A turntable is essentially a DJ's phonograph for playing back Vinyl records, of which the most common is the Technics SL-1200. Turntables come in many different forms these days, but all play back 33/45 RPM records and have pitch control for mixing capabilities.
The platter is the large 12" circular 'plate' that rotates, on which the record is placed.
The slipmat is the mat on the platter which protects the record from wear and allows the platter to continue rotating underneath a record if it is held. Slipmats are important so that the record can be held for cueing, and for scratching. In general, a slippier slipmat is more useful for scratching but needs more hand control, and will also mean the record needs gentle pushing to get up to speed quickly after releasing as the platter will not drag the record along as much.
The tone arm is the extension which holds the cartridge in place for reading the grooves whilst taking the signal back via internal wires, and comes in two shapes; S-shape and straight. S-shape tone arms have a bend in the middle, which helps with audio quality, whilst straight tone arms are completely straight, which helps reducing skipping whilst scratching.
The cartridge, held in the headshell at the end of the tone arm, is what holds the needle and picks up the sound. A clean, unworn cartridge is important for sound quality; most turntable cartridges pick up the sound from the grooves magnetically, but technology may mean lasers are used for sound pickup in the future. Some cartridge models are regarded better for scratching as they are designed to skip less often. A common technique to further prevent skipping is to place a small weight on top of the cartridge, such as a coin.
The counterweight is a small weight on the off-record end of the tonearm to balance it and hold the cartridge in position. Too little balancing weight leads to record wear; too much leads to skipping.
Anti-skipping adjustment features on some turntables and is a device that somehow limits the speed of the movement of the cartridge over the grooves so it cannot skip easily. This can be useful but turntablists prefer it turned off as it induces outwards movement and does not help protect against much skipping.
Turntables come with two different styles of drive system that transfer the motor rotation to the platter - belt drive and direct drive. Belt drive connects the motor to the turning mechanism via a small belt, essentially linking the two, but the belt wears out and can slip; part of the advantage of belt drive is that the motor does not stop when the platter stops, protecting it. Direct drive is where the motor is directly linked to the rotation of the platter; the direct link means it is faster to get up to speed.

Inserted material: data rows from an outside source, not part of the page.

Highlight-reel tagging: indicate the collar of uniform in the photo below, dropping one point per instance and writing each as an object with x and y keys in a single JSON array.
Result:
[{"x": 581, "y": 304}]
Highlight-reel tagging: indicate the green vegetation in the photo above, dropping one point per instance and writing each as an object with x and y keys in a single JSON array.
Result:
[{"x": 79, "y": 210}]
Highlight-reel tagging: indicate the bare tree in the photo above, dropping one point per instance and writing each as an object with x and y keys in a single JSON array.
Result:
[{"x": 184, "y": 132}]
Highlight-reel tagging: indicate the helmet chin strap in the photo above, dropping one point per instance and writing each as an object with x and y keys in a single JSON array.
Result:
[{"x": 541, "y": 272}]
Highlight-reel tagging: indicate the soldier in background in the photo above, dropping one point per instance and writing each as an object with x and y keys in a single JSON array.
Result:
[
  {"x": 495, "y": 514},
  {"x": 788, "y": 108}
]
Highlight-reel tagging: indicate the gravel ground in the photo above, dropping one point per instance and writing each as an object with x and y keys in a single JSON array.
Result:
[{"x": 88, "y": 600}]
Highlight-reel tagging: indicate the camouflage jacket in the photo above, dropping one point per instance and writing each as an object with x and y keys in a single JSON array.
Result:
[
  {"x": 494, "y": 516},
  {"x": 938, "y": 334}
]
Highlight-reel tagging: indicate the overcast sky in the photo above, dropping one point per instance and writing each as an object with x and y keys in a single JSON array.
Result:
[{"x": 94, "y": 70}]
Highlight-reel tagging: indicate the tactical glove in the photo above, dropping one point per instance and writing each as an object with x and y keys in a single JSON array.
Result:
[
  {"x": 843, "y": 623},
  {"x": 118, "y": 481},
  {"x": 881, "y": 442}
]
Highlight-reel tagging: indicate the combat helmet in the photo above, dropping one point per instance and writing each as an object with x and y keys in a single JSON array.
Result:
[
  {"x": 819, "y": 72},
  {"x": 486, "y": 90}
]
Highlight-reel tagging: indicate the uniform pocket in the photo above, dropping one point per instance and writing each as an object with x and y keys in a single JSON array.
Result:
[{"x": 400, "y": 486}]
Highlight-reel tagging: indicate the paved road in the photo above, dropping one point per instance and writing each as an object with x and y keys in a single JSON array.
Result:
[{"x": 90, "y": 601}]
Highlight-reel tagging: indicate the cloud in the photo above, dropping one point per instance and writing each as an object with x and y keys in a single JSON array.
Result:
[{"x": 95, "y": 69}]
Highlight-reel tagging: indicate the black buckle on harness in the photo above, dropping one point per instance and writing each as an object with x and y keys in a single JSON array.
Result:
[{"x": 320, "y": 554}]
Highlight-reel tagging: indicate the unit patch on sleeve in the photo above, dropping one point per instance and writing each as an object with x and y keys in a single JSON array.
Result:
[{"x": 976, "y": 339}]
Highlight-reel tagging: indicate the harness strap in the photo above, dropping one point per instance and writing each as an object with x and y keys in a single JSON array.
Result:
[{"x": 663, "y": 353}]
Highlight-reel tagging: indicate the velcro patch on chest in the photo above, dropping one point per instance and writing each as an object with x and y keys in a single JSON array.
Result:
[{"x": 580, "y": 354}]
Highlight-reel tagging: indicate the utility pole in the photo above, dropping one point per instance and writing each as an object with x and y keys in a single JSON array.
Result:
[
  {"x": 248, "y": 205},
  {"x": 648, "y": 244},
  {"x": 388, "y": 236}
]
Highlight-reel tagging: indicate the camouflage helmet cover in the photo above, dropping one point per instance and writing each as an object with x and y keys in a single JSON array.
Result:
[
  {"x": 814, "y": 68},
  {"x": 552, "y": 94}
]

The pitch control on a turntable is a long variable fader that allows the platter rotation speed to be changed by small amounts (typically +/- 8%).

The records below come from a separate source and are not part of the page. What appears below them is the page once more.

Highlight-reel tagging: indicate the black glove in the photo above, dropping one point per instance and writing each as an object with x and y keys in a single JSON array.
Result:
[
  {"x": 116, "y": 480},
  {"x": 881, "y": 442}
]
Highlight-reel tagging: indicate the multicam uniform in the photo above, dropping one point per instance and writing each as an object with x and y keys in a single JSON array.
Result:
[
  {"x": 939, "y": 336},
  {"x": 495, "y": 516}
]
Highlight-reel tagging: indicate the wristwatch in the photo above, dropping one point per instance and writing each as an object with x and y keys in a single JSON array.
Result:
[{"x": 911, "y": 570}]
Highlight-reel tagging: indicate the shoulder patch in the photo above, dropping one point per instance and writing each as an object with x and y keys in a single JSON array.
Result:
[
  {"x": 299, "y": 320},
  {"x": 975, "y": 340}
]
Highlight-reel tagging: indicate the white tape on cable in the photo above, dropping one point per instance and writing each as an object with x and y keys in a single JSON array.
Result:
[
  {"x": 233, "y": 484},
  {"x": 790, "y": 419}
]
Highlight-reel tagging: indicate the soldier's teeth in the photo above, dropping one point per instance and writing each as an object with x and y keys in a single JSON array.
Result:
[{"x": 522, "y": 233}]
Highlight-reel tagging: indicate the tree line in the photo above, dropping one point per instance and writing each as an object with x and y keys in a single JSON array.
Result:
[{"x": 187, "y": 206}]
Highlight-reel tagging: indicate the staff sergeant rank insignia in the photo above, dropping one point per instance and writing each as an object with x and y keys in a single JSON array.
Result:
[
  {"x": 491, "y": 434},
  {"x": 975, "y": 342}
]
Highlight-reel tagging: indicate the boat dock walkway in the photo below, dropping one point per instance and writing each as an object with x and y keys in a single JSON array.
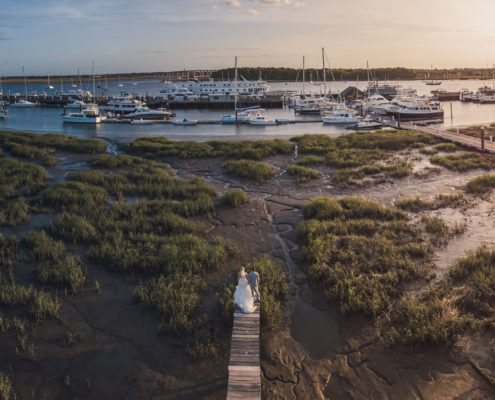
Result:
[
  {"x": 486, "y": 145},
  {"x": 244, "y": 366}
]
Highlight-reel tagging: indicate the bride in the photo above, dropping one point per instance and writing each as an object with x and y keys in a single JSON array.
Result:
[{"x": 243, "y": 296}]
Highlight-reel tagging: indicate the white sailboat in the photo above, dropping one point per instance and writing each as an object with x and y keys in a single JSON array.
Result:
[
  {"x": 90, "y": 115},
  {"x": 24, "y": 102}
]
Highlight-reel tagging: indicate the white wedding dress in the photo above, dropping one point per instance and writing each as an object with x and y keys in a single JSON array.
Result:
[{"x": 243, "y": 296}]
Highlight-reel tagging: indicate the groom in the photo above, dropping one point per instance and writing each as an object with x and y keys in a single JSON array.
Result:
[{"x": 253, "y": 279}]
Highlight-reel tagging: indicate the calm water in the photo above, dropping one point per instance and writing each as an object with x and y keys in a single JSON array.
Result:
[{"x": 49, "y": 119}]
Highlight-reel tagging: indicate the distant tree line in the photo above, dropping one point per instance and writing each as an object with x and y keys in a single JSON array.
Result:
[{"x": 292, "y": 74}]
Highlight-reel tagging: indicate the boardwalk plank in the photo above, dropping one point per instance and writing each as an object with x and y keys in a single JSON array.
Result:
[{"x": 244, "y": 366}]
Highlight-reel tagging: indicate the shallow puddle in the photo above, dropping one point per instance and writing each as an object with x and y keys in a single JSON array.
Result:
[{"x": 315, "y": 330}]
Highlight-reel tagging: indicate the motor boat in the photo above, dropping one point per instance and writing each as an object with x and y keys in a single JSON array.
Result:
[
  {"x": 212, "y": 87},
  {"x": 412, "y": 109},
  {"x": 367, "y": 124},
  {"x": 90, "y": 115},
  {"x": 339, "y": 116},
  {"x": 23, "y": 103},
  {"x": 186, "y": 122},
  {"x": 465, "y": 95},
  {"x": 123, "y": 105},
  {"x": 374, "y": 103},
  {"x": 147, "y": 113},
  {"x": 261, "y": 120},
  {"x": 284, "y": 121},
  {"x": 141, "y": 122},
  {"x": 312, "y": 105},
  {"x": 76, "y": 104},
  {"x": 243, "y": 117}
]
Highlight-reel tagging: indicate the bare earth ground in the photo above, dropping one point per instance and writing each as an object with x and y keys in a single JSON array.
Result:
[
  {"x": 320, "y": 354},
  {"x": 110, "y": 348}
]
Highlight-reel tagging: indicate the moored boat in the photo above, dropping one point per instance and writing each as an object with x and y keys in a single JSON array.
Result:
[
  {"x": 186, "y": 122},
  {"x": 261, "y": 120},
  {"x": 147, "y": 113},
  {"x": 90, "y": 115},
  {"x": 339, "y": 116},
  {"x": 141, "y": 122}
]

For more information, see pitch control.
The quartz lock control on some turntable models locks the pitch at 0% difference, so that the record is being played back at exactly 33.3 or 45 RPM.
Key correction, or master tempo, is a DSP feature on some turntable models that keeps the platter rotating at the same speed with pitch control on, but reverts the perceived pitch of the record back to its pressed status, keeping it in tune.
For more information, see key correction.
The start/stop button on the turntable does just what it says; it starts the platter spinning, or stops it. Some turntables come with dual start/stop buttons so that it is easy to reach whatever turntable configuration is used.
Most turntables come with, in some form or another, a 'motor off feature. This stops the motor whilst not braking the movement of the platter, leading to a 'pitch-down' or 'power-down' effect, something that can be found useful.
Some turntables come with the ability to control the start and brake parameters. The start means how fast the motor gets up to speed when the start/stop button is pressed, and if this is not set to a fast start, it leads to the sound dragging as the motor slowly gets up to speed. The brake parameter similarly leads to a slow down effect if it is not fully applied, where no brake means a full motor off effect.
Servicing a TurntableEdit
See full article: Servicing a turntable
Turntables are normally serviced a number of times throughout their lifetime to improve sound quality and effectiveness; the most common service is replacing the stylus, cartridge or headshell so that a new stylus or pickup system is in place.